Elle s’appelait Rebecca... et elle hante encore
Premier film américain d’Alfred Hitchcock, Rebecca est une œuvre de transition, où le réalisateur conjugue les codes du gothique anglais avec les raffinements du mélodrame hollywoodien. Adapté de Daphne du Maurier, le film est faussement romantique : sous ses atours élégants se cache une mécanique de domination psychologique et de mémoire obsédante.

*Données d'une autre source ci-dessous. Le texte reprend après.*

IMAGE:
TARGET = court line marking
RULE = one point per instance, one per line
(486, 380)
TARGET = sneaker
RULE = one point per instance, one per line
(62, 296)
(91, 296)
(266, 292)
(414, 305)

La mise en scène installe une tension sourde, presque spectrale, autour de la figure absente de Rebecca, dont l’omniprésence envahit l’espace mental de l’héroïne sans nom. Joan Fontaine incarne magistralement l’effacement, la candeur inquiète, face à un Laurence Olivier tourmenté, ambigu. Mais c’est surtout la gouvernante Mrs. Danvers, glaciale et nécrophile, qui incarne la véritable menace, dans une relation quasi vampirique avec la défunte.
Hitchcock déploie une atmosphère oppressante à travers les décors de Manderley, véritable labyrinthe de souvenirs figés, où chaque pièce semble conspirer au maintien d’un é tyrannique. Bien que contraint par les standards de Selznick et du Code Hays, Hitchcock y impose déjà son obsession pour l’identité, la culpabilité, et la manipulation — préfigurant ses grandes œuvres à venir.
Rebecca est moins un simple thriller qu’un conte gothique moderne sur la dépossession de soi, où l’ombre l’emporte toujours sur la lumière.